Why do apartments bring schools more students than expected? Dist. 204 wants to know
When new apartments or townhouses are built in Indian Prairie Unit District 204, the schools often see more new students than expected.
City planners in Naperville and Aurora -- the two major cities that feed the district -- use "generation tables" to predict the number of students who will live at each new subdivision and to charge impact fees accordingly.
But those tables often underestimate the number of students who come into the district from multifamily developments, said Jay Strang, chief school business official.
Take two examples of recent construction: Railway Plaza, with 191 one-bedroom and 226 two-bedroom apartments in Naperville, and Lehigh Station, with 264 three-bedroom townhouses in Aurora.
Based on Naperville's generation tables, Railway Plaza was expected to bring 40 new students. District 204's enrollment mapping software shows it brought 211, as of last school year, Strang said.

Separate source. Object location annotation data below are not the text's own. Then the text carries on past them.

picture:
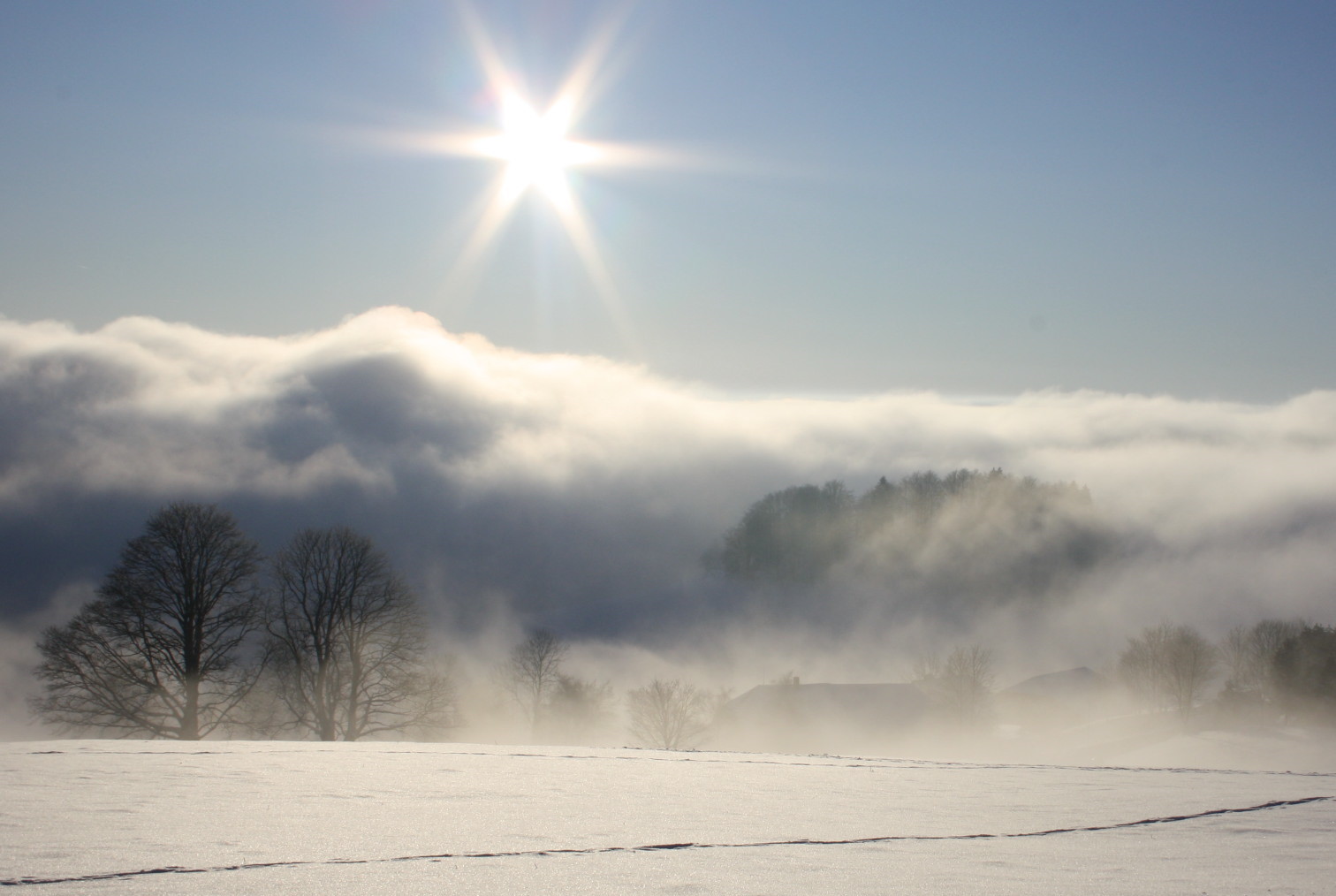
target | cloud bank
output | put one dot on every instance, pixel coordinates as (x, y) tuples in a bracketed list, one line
[(579, 493)]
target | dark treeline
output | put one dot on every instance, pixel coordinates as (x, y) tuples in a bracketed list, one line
[(965, 537), (193, 634)]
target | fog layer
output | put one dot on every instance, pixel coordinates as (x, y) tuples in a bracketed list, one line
[(581, 494)]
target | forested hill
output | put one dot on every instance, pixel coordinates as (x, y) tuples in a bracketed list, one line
[(968, 535)]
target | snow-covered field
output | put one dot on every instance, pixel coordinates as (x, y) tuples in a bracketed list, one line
[(404, 819)]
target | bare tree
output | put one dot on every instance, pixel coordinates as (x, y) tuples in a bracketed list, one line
[(1249, 655), (1169, 666), (532, 673), (347, 642), (968, 684), (960, 682), (158, 652), (668, 715)]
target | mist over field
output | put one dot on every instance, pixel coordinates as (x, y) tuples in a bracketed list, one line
[(519, 490)]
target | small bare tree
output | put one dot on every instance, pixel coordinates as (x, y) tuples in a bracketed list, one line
[(668, 715), (1249, 655), (1169, 666), (532, 673), (960, 684), (158, 652), (349, 642)]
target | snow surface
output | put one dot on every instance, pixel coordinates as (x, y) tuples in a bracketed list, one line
[(405, 819)]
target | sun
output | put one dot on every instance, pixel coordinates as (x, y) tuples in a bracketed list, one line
[(536, 150)]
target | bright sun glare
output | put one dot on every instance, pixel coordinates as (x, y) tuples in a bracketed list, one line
[(536, 150)]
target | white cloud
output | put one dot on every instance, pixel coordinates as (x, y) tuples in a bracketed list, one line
[(584, 490)]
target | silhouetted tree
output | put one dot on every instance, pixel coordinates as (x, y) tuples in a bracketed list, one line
[(532, 672), (790, 535), (1169, 666), (1249, 655), (960, 684), (668, 715), (349, 642), (158, 652)]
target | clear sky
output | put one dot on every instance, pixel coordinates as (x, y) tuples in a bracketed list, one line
[(968, 196)]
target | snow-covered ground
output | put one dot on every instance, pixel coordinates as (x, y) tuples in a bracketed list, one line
[(405, 819)]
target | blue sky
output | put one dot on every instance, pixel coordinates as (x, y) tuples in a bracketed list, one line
[(975, 198)]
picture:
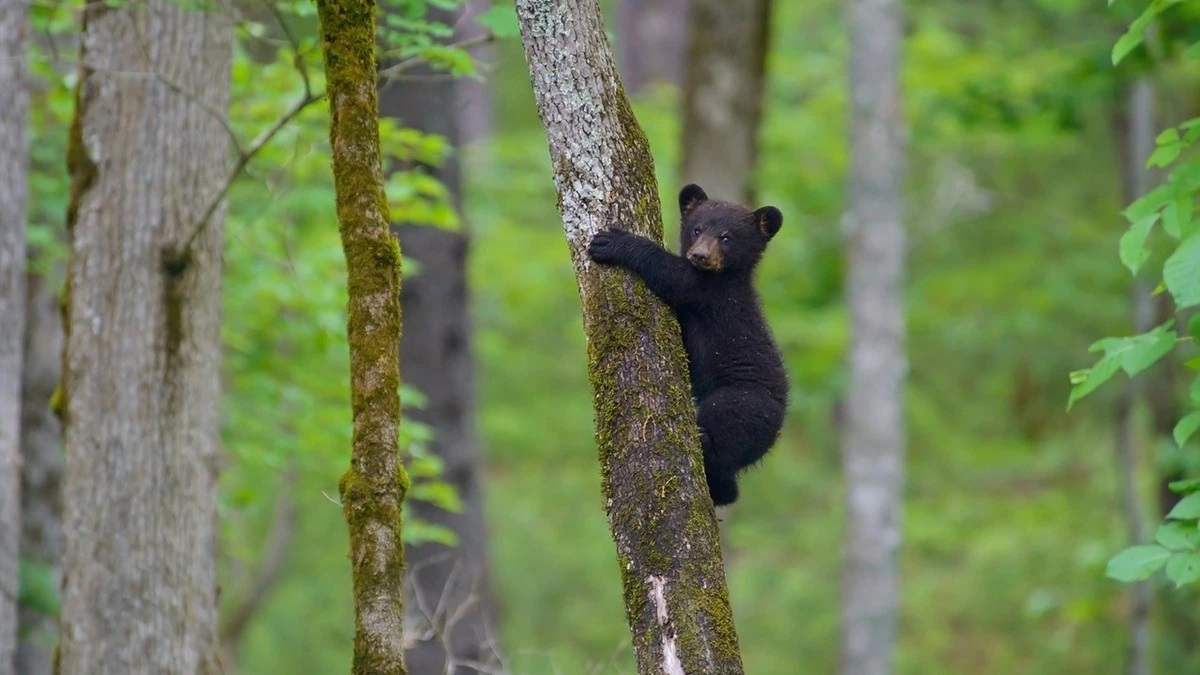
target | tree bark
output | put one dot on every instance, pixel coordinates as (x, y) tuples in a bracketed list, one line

Lehigh Station was expected to generate 50 new students. It resulted in 191, he said.
When more students arrive than expected, not only does the district lose out on potential cash from developer impact fees, school board member Mark Rising said, but it also isn't able to plan as well for higher populations at certain schools.
"Right now, the largest impact is that folks aren't recognizing that we're getting more kids than the tables suggest, and we've got to make accommodations in our schools to house more kids," Strang said. "Our goal is to raise awareness and work with the cities to understand the true impact of all the kids that come to Indian Prairie School District."
The district has commissioned a $43,500 study by RSP & Associates, a Kansas-based enrollment consulting firm, to analyze housing and enrollment trends in hopes of persuading Naperville and Aurora officials to update their student generation formulas. The formulas last were set in 2010 based on data from a 2000 study, and school board member Justin Karubas said economic changes during the past decade prove it's time for them to be refreshed again.
The District 204 population is declining, with roughly 300 fewer students enrolled than at this time last year, Superintendent Karen Sullivan said during a school board meeting Monday. But the decline is occurring unevenly, Strang said, leading to crowded conditions in north-side schools -- where multifamily housing is more prevalent -- and extra space on the south side, where new construction largely has brought single-family homes.
Because of that uneven distribution, the district recently sent Naperville officials a letter of opposition regarding Lincoln at CityGate Centre, a 285-unit apartment complex approved for the city's northwest side, but it did not oppose the Towns at Naperville Crossings, a 55-unit cluster of townhouses pending city council approval for the southern portion of the district at Route 59 and 95th Street.
The housing and enrollment study by RSP & Associates is expected to be complete by this winter, Strang said. Then, district officials plan to bring it to planning staff members in Naperville and Aurora, who will review its methodology and findings before elected officials could begin discussions about whether the student generation tables need to be updated.
So far, Strang said, staff members have been open to considering adjustments. But that could change if the report finds officials should continue to expect high numbers of students from apartments, condos and townhouses, and if it suggests they should charge developers accordingly.
"I can only surmise if you're going to increase the fees on developers, that's going to be a problem," Strang said.
Officials said District 204 will protect student privacy as the housing and enrollment study is completed. Only the number of students by grade level in each subdivision will be shared with RSP & Associates, Strang said -- no personal or identifying information.